My last post on gay marriage was written in a rush. As a result it wasn’t that well thought out, that well written and it didn’t express what I really wanted to say. In short, it didn’t serve its purpose.

First I need to give you a bit of background on myself, so you may understand a little more clearly where I am coming from, and how far I have come.

I grew up in a strongly religious household. I attended church every week. I prayed. I read the Bible. And I believed. I believed that despite the doubts I held that the word of God was absolute and correct, and above question, suspicious or hesitation. If the Bible decreed that a homosexual lifestyle was wrong in the eyes of God, then wrong it was, regardless of how I felt about it.

I remember having various doubts about Christianity. I didn’t want to believe that good people who happened to not be Christian would be destined for an eternity of damnation, or that we could declare their religion “wrong”. People told me that God works in mysterious ways and that we have no idea what happens to those “non-believers” after death, but I always felt that they were simply trying to assuage m worries.

Yet I rarely questioned further. Blind acceptance, more or less.

Growing up I was a typical homophobic male teen. “Gay” was a regular part of my vocabulary, as an epithet for “shitty”, “bad”, “stupid”, etc. “You’re so gay” or “You’re such a fag” was a regular part of my vocabulary.

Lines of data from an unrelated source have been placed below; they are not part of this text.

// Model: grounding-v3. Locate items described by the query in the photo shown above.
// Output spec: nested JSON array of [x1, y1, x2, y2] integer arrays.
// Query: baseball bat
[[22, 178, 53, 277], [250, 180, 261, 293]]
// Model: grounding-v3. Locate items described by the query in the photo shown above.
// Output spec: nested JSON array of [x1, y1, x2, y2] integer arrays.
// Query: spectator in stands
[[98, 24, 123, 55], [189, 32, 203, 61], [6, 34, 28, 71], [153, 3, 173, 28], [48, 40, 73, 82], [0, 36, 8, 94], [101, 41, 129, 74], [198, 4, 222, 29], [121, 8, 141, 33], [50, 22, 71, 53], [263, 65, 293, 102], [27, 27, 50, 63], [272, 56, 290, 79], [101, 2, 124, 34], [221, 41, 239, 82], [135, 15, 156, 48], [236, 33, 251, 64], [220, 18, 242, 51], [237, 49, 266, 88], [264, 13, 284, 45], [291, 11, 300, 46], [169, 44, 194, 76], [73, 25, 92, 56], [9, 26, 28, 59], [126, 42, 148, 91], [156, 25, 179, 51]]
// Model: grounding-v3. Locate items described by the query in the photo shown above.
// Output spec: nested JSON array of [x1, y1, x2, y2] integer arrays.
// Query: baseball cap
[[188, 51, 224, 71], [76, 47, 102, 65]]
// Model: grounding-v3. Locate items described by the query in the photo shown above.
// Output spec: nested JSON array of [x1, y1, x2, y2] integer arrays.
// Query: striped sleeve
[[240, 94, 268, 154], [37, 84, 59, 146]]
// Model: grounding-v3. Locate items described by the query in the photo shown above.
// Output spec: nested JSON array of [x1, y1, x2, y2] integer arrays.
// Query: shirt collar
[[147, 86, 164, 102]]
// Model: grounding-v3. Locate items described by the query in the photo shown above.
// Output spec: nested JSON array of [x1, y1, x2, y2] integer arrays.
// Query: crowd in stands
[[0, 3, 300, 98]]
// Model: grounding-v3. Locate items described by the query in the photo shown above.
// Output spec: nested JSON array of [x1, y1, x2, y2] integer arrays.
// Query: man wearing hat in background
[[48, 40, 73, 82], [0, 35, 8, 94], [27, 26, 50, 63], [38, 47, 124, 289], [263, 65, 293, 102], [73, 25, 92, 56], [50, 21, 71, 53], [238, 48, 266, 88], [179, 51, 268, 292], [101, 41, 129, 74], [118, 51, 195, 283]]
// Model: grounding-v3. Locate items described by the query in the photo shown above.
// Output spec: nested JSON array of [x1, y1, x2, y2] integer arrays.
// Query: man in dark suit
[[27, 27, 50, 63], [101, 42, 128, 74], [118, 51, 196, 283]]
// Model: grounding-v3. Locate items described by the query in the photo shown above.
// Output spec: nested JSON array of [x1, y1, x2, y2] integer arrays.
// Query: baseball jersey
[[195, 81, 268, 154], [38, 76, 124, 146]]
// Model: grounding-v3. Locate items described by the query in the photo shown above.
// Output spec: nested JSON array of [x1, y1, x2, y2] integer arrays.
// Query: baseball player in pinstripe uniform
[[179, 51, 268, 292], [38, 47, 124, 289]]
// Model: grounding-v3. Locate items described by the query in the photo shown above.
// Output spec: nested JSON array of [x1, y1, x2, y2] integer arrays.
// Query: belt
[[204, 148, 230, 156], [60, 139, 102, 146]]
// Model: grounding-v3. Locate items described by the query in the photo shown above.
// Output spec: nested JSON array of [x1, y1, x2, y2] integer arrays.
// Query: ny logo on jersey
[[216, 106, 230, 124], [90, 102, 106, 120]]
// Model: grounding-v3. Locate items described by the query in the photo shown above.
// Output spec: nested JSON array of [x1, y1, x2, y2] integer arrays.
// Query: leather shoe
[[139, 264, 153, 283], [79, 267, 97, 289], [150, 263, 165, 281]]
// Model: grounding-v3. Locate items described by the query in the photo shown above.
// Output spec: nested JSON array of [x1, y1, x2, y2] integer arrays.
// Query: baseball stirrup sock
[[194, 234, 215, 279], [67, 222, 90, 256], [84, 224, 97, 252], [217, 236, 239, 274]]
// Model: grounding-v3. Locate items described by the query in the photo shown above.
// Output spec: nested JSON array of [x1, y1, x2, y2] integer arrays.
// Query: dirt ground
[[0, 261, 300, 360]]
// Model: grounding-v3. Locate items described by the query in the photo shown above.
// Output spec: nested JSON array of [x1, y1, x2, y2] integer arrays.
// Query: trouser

I was taught to see gay people as something strange, something different, something immoral and something unnatural. And I followed blindly. My parent’s positions on the topic haven’t changed. While it’s wrong to hate gay people and to be cruel to them, it’s not wrong to expect them to tone down their lifestyle and live a life of celibacy. “We”, as Christians, cannot condone the homosexual lifestyle, and we must hate the sin, not the sinner. While, thankfully, my parents believe that homosexuality is biological and that gay people don’t choose to be gay, they do believe that living a gay lifestyle is a sin and that people must learn to control it. My mother equated it to a mental illness, such as anger management. You have no control over having it, but you must learn to control it. Apparently, just as you can’t go around punching people in anger you also cannot go around fucking people of the same gender. Celibacy or hell, more or less. 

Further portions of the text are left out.